Como é a cefaleia em salvas
- Cada crise de cefaleia em salvas dura entre 30 minutos e 2 horas, diferentemente da enxaqueca que dura entre 4 horas e 3 dias. Podemos afirmar que uma crise de cefaleia em salvas corresponde a 3 dias de crise fortíssima de enxaqueca concentrados em 30 ou 45 minutos.
- Podem ocorrer 3, 4 e até 5 dessas crises de cefaleia em salvas em um único dia.
- A crise de cefaleia em salvas vem com hora marcada. O paciente, quase sempre, sabe especificar precisamente o(s) horário(s) do dia em que sua(s) crise(s) acontece(m). É comum uma delas ocorrer de madrugada, uma a duas horas após o paciente adormecer.
- Depois da crise de cefaleia em salvas, a dor de cabeça pode passar completamente, ou a cabeça pode permanecer dolorida, até a próxima crise.

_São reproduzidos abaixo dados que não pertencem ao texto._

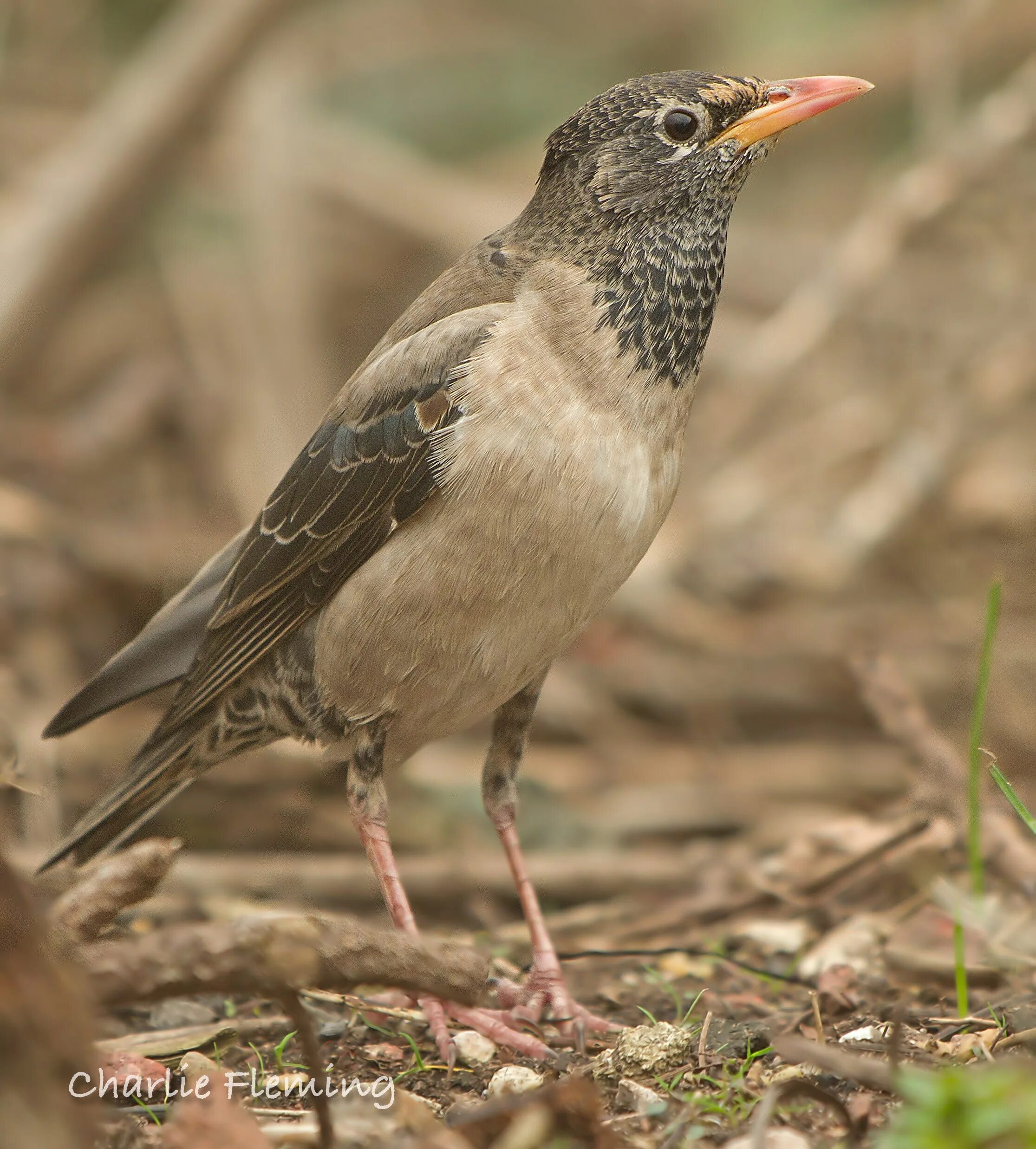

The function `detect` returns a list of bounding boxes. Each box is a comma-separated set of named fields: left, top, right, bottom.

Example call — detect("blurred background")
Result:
left=0, top=0, right=1036, bottom=922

- As crises de cefaleia em salvas permanecem diárias por um período que varia entre semanas e meses. Em seguida costumam simplesmente ir embora, como se nada tivesse acontecido. Esse período durante o qual as crises ocorrem é conhecido como episódio de salvas, ou período de salvas.

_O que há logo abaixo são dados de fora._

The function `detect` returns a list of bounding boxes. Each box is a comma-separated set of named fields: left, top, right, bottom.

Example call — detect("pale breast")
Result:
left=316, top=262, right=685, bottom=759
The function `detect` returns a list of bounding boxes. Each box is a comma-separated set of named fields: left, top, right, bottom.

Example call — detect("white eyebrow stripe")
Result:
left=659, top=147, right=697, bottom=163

- Cada período de salvas costuma ocorrer na(s) mesma(s) época(s) do ano para o mesmo paciente. Por exemplo, o paciente já sabe que todo mês de janeiro e fevereiro acontece o período de salvas, todos os anos. Em alguns pacientes, os períodos de salvas vêm a cada 2 ou 3 anos. Em outros, mais de uma vez ao ano, quase sempre em épocas pré-determinadas.
- Durante o período de salvas, e apenas durante esse período, o paciente não consegue beber nenhum álcool. Um gole sequer de bebida alcoólica, não importando quão baixo é o teor de álcool, é suficiente para desencadear imediatamente uma crise extra de cefaleia em salvas. Fora do “episódio de salvas”, este mesmo paciente ingere bebidas alcoólicas normalmente.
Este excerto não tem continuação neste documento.